Myanmar: Wanbao copper mine resumes amid intensified attacks on civilians, while parent NORINCO sells weapons to junta, report finds
"Costs of copper: Residents near mines suffer under junta’s heavy hand", Frontier Myanmar, 9 January 2026
Foreign companies have been extracting copper from Salingyi Township since the previous military dictatorship under General Than Shwe. In 1994, Canadian company Ivanhoe partnered with the Ministry of Mines [...] withdrew in 2010 due to Western sanctions.
Since then, the mines have been managed by the Chinese Wanbao Mining Ltd and its subsidiaries, Myanmar Wanbao Mining Copper Ltd and Myanmar Yang Tse Copper Ltd, in collaboration with the military-owned Union of Myanma Economic Holdings Ltd.
Land seizures around the mines by Wanbao [...] sparked protests in 2012 that were violently suppressed [...]. Those disputes remain unresolved, and human rights violations around the mines have increased, especially since the 2021 military coup.
According to several locals [...] the Letpadaung mine was attacked by resistance groups.
“They use heavy artillery,” [...] “Even if we don’t attack them, civilians are hit.”
After the coup, thousands of staff at the copper mines quit their jobs [...].
By June 2024, however, mine workers began returning to their jobs due to economic hardship.
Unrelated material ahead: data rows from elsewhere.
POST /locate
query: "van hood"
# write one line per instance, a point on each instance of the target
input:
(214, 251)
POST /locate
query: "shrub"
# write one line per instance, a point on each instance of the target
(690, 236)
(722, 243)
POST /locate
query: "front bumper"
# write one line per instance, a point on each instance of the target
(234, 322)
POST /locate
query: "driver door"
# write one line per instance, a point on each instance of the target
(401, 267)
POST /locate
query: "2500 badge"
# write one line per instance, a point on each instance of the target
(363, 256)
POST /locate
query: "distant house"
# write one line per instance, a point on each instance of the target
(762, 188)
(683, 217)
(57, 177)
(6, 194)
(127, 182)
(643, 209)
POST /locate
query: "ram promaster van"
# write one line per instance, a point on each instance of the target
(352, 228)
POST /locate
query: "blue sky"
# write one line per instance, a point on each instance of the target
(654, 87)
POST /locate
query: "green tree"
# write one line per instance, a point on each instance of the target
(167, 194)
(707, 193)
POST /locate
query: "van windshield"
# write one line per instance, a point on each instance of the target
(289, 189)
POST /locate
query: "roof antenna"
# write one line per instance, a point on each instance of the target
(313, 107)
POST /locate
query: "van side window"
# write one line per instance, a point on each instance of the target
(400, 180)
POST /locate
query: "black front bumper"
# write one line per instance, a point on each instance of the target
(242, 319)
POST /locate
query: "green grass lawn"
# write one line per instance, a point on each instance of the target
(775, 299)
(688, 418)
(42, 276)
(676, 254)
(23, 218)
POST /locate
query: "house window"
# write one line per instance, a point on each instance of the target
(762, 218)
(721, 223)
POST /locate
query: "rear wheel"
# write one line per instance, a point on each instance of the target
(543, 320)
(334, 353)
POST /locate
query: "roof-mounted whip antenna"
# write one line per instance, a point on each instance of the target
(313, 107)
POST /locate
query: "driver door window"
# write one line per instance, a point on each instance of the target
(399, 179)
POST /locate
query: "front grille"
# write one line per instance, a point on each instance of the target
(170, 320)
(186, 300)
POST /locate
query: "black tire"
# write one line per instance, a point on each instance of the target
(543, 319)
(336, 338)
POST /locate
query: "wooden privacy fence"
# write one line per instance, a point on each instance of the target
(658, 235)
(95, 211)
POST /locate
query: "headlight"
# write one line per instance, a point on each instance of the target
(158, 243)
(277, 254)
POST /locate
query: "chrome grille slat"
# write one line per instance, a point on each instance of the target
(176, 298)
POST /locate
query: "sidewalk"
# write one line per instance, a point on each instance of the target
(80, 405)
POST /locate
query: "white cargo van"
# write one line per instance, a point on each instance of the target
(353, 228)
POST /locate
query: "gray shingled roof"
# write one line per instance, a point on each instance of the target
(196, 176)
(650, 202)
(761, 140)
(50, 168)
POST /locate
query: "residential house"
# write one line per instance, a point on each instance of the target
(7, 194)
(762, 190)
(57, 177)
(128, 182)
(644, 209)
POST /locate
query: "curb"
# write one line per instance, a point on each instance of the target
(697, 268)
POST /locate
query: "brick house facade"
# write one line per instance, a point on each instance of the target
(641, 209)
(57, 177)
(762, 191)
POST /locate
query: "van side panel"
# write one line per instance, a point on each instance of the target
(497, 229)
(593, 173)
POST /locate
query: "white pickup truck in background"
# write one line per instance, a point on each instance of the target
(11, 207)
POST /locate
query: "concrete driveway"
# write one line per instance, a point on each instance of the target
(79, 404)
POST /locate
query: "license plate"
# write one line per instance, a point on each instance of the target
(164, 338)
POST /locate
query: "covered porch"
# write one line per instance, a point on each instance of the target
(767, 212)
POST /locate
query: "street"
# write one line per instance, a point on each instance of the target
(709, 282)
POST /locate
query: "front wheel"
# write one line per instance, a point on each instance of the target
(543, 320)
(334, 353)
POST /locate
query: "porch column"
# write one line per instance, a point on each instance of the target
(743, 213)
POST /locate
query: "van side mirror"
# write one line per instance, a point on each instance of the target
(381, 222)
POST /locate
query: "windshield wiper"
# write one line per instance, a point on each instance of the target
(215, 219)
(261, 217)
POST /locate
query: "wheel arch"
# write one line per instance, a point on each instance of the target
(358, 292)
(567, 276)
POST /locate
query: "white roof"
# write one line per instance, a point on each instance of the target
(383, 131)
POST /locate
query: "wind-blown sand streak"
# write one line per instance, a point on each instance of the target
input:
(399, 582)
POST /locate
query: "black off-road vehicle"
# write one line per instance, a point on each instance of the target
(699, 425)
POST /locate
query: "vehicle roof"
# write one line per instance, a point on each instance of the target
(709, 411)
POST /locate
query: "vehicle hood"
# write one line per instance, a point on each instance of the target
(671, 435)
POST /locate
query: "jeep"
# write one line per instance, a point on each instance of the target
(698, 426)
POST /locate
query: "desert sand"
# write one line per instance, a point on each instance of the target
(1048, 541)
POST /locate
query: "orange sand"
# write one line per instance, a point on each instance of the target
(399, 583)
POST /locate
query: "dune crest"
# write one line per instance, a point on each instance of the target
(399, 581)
[...] the security situation has significantly deteriorated since mining resumed. Arrests and killings by junta troops have become regular occurrences. [...].
Not only is the mined copper of particular value to the junta, but it is also used in the production of weapons. The project’s parent company Norinco Group is owned by the Chinese military.
Norinco is allegedly selling weapons to the regime through Myanmar crony companies, [...].